WRC Motorsport&Beyond

Volkswagen chce odszkodowania za trujący diesel! A przecież sam wypuszczał te silniki na rynek

diesel silnik wysokoprezny

Nadchodzi czas rozliczeń za trujące silniki typu diesel jaki wypuszczał kilka lat temu koncern Volkswagen. Po posiedzeniu rady poinformowano, że wobec byłego szefa Martina Winterkorna, a także byłego szefa koncernu Audi Ruperta Stadlera koncern będzie domagał się odszkodowania. Chodzi o kwestie związane z naruszeniem obowiązku staranności wynikającego z prawa spółek akcyjnych.

Zobacz na GeekBlog.pl: Motocykle głównym tematem najnowszej aktualizacji GTA Online

VW rozlicza się za diesel

W przypadku pozostałych członków zarządu nie stwierdzono żadnych naruszeń, a więc proces będzie toczył się wobec dwóch wspomnianych nazwisk. Samo dochodzenie które już się zakończyło dotyczyło tego, czy ówczesnym członkom kierownictwa można zarzucić zaniedbania w zakresie zarządzania i kontroli.

Przypomnijmy, że sprawa dotyczy manipulacji w pomiarach emisji szkodliwych tlenków azotu przy milionach samochodów z silnikiem diesla na całym świecie. Wniosek w tej sprawie brzmi jednoznacznie i wskazuje winnych tego, co tak naprawdę przyczyniło się do przyśpieszenia ery samochodów elektrycznych.

Martin Winterkorn, jak stwierdzono, nie zdołał wyjaśnić tła stosowania niedozwolonych funkcji oprogramowania w silnikach wysokoprężnych TDI. Zarzucono mu także, że po wykryciu afery nie udzielał odpowiedzi na trudne pytania niezwłocznie, zgodnie z prawdą i wyczerpująco.

Sąd i ogromne pieniądze

Na tę chwilę nie wiadomo jakiej kwoty będzie domagał się Volkswagen, ale na pewno nie zwróci ona tego co już koncern musiał wypłacić w odszkodowaniach.

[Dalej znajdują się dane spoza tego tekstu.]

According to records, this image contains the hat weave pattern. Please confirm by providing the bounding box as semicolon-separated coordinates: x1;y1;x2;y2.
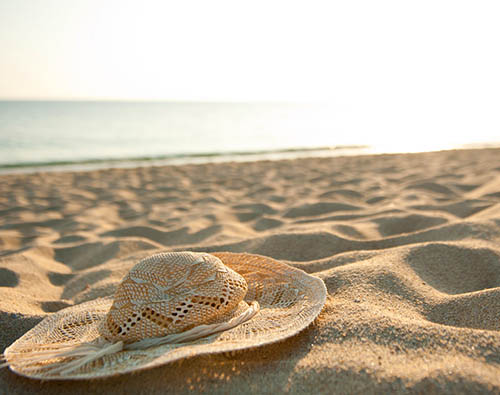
4;252;326;380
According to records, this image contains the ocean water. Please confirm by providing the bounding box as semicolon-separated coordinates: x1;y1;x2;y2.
0;101;498;171
0;101;368;168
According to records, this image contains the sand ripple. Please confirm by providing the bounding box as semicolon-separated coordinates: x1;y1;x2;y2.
0;150;500;393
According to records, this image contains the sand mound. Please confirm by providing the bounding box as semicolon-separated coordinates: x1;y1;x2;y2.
0;150;500;394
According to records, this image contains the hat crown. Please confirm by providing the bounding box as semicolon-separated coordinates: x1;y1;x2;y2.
100;252;248;343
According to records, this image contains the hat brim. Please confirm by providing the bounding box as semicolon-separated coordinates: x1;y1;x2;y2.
4;252;326;380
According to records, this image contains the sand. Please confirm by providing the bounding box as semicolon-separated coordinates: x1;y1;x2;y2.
0;149;500;394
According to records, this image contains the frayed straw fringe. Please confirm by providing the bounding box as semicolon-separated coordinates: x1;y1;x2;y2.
0;301;260;375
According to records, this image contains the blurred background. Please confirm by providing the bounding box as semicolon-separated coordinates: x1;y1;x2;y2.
0;0;500;169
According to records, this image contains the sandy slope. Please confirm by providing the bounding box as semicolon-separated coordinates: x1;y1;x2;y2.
0;150;500;394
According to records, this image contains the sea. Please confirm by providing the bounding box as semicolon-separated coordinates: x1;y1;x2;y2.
0;101;498;173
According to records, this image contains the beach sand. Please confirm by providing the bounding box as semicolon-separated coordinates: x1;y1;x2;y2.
0;149;500;394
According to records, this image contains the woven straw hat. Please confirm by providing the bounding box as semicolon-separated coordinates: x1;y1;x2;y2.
4;252;326;380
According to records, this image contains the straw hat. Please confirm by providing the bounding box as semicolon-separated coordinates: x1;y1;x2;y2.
4;252;326;380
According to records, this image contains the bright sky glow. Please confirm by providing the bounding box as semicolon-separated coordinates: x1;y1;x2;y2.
0;0;500;149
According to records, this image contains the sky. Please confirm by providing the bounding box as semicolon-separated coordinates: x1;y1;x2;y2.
0;0;500;148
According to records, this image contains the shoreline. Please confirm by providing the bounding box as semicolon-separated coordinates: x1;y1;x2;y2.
0;148;500;394
0;143;500;176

Winterkorn nie uniknie sądu i we wrześniu rozpocznie się proces przeciwko niemu i czterem innym członkom kierownictwa ws. możliwych oszustw handlowych.

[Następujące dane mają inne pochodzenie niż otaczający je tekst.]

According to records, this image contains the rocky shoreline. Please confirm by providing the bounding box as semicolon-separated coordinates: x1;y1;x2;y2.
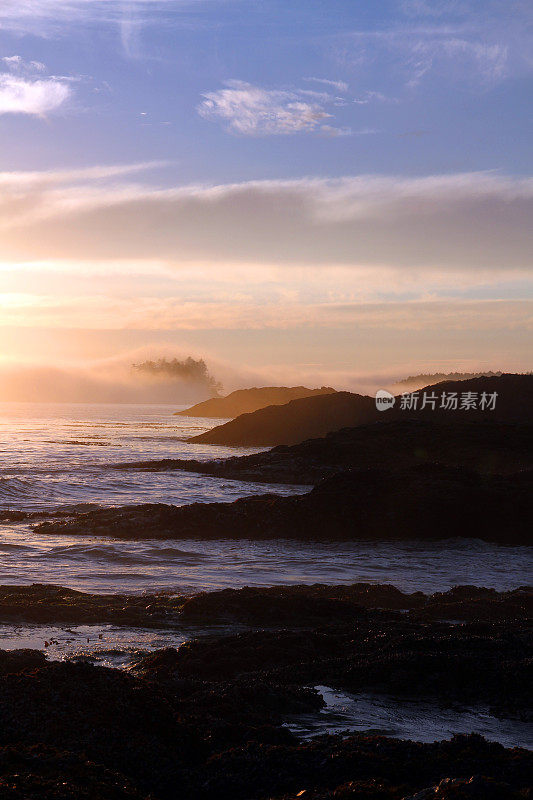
111;420;533;485
35;464;533;545
0;584;533;800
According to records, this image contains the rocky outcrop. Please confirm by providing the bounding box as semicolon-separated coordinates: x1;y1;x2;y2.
113;419;533;485
36;464;533;544
0;583;533;628
175;386;335;419
189;375;533;447
0;584;533;800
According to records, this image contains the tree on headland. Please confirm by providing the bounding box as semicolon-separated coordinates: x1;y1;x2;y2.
131;356;222;397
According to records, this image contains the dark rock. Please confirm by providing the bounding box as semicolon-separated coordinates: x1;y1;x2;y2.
36;464;533;544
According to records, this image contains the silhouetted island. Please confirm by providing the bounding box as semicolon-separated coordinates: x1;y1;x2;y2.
111;419;533;488
189;374;533;447
175;386;335;419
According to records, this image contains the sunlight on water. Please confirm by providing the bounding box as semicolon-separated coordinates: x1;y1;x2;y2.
0;404;532;592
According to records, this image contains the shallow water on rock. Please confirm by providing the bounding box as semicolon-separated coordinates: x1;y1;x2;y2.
288;686;533;749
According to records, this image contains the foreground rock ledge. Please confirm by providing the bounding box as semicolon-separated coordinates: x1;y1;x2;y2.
36;464;533;545
0;584;533;800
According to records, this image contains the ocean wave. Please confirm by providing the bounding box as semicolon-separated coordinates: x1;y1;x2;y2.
41;544;208;566
0;477;42;500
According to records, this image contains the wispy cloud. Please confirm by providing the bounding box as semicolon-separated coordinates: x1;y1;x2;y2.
0;167;533;273
304;78;348;92
0;55;71;116
0;75;70;116
198;80;331;136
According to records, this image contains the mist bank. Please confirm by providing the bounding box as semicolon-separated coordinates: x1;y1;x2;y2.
0;364;219;404
190;374;533;447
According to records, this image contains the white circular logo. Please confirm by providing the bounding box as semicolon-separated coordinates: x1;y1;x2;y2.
376;389;396;411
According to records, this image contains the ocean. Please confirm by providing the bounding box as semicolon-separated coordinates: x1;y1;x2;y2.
0;403;532;593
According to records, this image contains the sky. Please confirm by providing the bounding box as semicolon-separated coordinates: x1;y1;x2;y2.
0;0;533;397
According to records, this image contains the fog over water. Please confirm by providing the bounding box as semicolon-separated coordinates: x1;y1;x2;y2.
0;403;532;592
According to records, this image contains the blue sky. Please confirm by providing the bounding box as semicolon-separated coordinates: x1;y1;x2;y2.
0;0;533;394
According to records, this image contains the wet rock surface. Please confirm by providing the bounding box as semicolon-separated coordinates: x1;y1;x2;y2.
0;583;533;632
36;464;533;544
0;584;533;800
113;419;533;485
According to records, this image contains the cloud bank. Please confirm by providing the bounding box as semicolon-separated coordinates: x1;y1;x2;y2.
0;165;533;271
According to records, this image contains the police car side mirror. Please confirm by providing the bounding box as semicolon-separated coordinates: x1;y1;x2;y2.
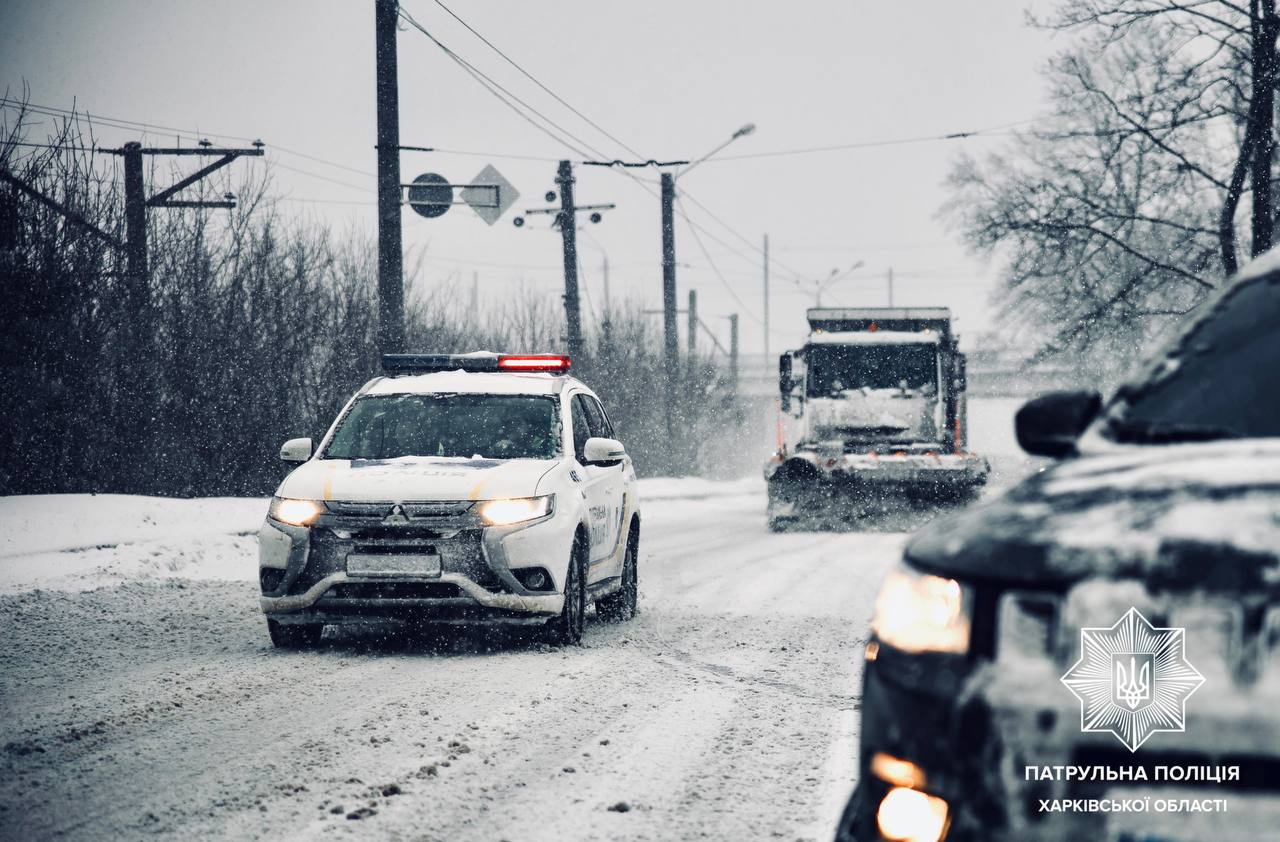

Dla sądu bardzo istotne będzie to, co ustaliło obecne kierownictwo, jak i wszystkie dokumenty z tamtych lat. Jeżeli chodzi natomiast o byłego szefa koncernu Audi Ruperta Stadlera ten także nie uniknie odpowiedzialności. Został on już postawiony przed sądem okręgowym w Monachium w związku z możliwą współodpowiedzialnością za manipulowanie wartościami emisji.